Most people, I think, would agree that it would be wrong for me to take that money. My question is, apart from a God who declares it to be wrong, what objective reason could be given for why it was wrong for me to take that money? This is a non-hypothetical situation, and one that people find themselves in all the time, and any moral theory, it seems to me, needs to have answers to questions like this.
Some possibilities-
Utilitarianism- fails since I would benefit and nobody else could meaningfully be seen to be harmed. From a pure welfare perspective, I would gain, the people who gave the money would still get their good feelings from having given the money, and the Deaf Reformed Ministries would never know they lost anything.
Objectivism- I ought to respect the property of others, but I was only taking a very small part, and that properly compensated me for my efforts. If nobody knew I had done anything, how could my theft hurt me, the only benchmark of harm in an objectivist system? It was immoral to guilt-manipulate me into doing work for which I was not properly compensated, anyway.
Deontology- probably the strongest case would be the categorical imperative- I should act as I would want everyone else to act. But I think I could honestly say I wouldn't care if everyone in the same position as I was in skimmed an equally small sum off the top, and no-one noticed, _from a pure welfare perspective_. And why should I be asked to consider the good of society rather than my own good? And again, how would society suffer if they never knew about it?
Update: On reflection and re-reading this, I think some of my objection to a deontological approach weren't quite accurate. A deontological approach based on the categorical imperative wouldn't be asking me to consider harm or good to society, but simply the obligation to follow my duty.

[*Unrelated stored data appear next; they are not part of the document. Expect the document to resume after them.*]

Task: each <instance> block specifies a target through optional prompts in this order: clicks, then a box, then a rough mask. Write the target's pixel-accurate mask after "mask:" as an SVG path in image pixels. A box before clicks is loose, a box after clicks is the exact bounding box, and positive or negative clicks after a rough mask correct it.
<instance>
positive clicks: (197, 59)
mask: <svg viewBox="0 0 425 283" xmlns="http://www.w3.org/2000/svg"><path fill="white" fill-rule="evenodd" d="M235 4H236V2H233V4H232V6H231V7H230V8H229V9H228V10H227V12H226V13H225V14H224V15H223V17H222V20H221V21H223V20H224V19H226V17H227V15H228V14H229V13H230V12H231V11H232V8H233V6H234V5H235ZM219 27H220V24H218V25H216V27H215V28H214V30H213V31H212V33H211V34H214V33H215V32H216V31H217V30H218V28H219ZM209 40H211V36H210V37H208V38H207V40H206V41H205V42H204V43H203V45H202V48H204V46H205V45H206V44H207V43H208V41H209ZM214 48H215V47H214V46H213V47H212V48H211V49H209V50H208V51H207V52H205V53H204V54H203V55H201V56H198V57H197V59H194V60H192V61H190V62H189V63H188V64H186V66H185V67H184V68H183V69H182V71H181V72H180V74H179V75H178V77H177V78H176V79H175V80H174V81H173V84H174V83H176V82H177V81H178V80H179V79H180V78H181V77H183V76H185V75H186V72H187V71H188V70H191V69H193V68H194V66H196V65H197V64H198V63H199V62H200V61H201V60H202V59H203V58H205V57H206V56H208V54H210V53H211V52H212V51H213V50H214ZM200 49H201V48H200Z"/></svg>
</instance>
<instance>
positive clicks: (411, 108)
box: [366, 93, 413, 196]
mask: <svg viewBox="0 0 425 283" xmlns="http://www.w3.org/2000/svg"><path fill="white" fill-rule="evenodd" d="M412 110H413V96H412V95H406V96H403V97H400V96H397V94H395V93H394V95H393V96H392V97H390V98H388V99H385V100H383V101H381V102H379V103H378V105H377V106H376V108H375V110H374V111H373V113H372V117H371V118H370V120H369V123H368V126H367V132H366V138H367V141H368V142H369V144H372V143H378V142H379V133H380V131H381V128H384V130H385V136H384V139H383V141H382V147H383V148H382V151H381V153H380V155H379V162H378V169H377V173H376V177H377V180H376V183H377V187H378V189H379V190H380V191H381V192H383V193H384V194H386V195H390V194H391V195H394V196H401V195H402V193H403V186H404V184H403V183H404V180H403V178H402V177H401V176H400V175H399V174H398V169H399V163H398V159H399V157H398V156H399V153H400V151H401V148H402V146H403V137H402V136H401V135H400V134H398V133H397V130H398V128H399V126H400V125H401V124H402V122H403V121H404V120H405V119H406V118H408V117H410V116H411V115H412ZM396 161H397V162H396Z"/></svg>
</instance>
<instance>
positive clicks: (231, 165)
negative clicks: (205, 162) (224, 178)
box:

But the first objection still holds, and if it's an absolute duty we still get back to where that duty comes from. And if you accept the criticism that deontological arguments are really just consequential arguments in disguise, then the objections I gave still hold. If a deontological argument is truly rooted in the nature of God then I wouldn't disagree, but if it's not then I would have to question where that duty comes from, and if it's not just another consequentialist argument calling itself something else.